Total resection of infected peripheral hemodialysis grafts has a favorable impact on outcomes

Ying-Sheng Li, Pin-Chao Feng, Po-Jen Ko, Wen-Cheng Wei, Sheng-Yueh Yu, Tsung-Chi Kao, Chun-Hsien Hsin, Ta-Wei Su
Annals of Vascular Surgery 2020 August 5

AIMS: Surgical resection could be an eradication treatment for patients with infected hemodialysis arteriovenous grafts (AVGs). This study aimed to investigate the outcomes of three surgical methods, including total resection, sub-total resection, and revision.

METHODS: The patients who underwent surgical excision of infected AVGs performed at a single center from August 2012 to March 2019 were retrospectively analyzed. The following three surgical methods were used in our study: revision, sub-total resection, and total resection. Patients' demographics, medical history, perioperative details, reconstruction time, and follow-up data were collected.
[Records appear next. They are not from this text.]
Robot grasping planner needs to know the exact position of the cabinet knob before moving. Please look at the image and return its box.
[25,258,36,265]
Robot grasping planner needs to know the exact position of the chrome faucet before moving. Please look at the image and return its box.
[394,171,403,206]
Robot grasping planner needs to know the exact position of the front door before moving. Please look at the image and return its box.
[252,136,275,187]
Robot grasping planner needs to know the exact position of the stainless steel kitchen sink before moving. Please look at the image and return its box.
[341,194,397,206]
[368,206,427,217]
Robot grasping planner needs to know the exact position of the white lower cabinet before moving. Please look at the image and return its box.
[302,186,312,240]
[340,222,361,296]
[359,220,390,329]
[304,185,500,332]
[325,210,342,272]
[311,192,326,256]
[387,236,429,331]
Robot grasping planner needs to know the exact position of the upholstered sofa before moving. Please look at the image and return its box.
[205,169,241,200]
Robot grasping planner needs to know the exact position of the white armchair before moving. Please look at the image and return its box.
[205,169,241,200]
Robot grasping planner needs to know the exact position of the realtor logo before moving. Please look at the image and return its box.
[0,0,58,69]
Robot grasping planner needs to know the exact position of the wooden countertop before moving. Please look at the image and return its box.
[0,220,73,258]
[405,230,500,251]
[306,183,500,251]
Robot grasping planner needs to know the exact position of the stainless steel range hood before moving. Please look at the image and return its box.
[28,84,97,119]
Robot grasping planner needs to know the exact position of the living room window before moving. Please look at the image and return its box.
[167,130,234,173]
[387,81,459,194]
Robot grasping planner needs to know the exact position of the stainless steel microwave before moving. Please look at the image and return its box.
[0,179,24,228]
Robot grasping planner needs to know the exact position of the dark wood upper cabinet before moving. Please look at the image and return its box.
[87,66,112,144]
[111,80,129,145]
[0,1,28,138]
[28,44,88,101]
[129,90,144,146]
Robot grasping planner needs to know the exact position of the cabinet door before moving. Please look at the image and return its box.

The outcomes including peri-operative complications (within 30 days), mortality, re-infection rate of AVGs, with new access reconstruction or not, and the outcomes between reconstruction and non-reconstruction in the follow-up period were evaluated.

RESULTS: Forty-one patients had infected AVGs in our study. Patients' mean age was 62 years, and 65.9% of the patients were female. The mean duration from the time of diagnosis to the operation was 14.4 days. Signs and symptoms at presentation included fever (51.2 %), swelling (43.9%), pain (58.5%), erythematous change (92.7%), and more severe features, such as altered consciousness (14.6%) and hypotension (12.2%). The pathological changes in the infected grafts included bleeding (29.3%), pus formation (73.2%), pseudo-aneurysm (26.8%), and graft exposure (17.1%). Wound and graft cultures revealed an infectious etiology with fungi (7.3%), Pseudomonas aeruginosa (12.2%), Enterococcus spp. (2.4%), and Staphylococcus spp. (58.5%), with Methicillin-resistant Staphylococcus aureus accounting for only 7.3%. Total resection, subtotal resection, and revision surgery were performed in 17.1%, 63.4%, and 19.5% of patients, respectively. Seven patients with complications required re-operation (17.1%), and adhesion ileus and hospital-acquired pneumonia occurred in only 2.4% and 7.3% of patients, respectively. During follow-up, most patients (82.9%) had reconstruction of the peripheral hemodialysis access with mean time of 64.3 (range: 21-92) days; mean time of use of new access was 90.5 days; mean time of removal of catheter was about 106.3 days. Mortality rates in patients without and with reconstructed AV access during follow-up were 50% and 18%, respectively (P<.004). Eight cases (19.5%) had recurrence of AV access infections during follow-up; of these, two had revision surgery and six had sub-total resection. However, no patient with total resection had recurrent infections.

CONCLUSIONS: The total resection group had no recurrent infection compared to the sub-total and revision groups. In addition, patients with reconstruction of peripheral hemodialysis access had a low mortality rate during the follow-up period.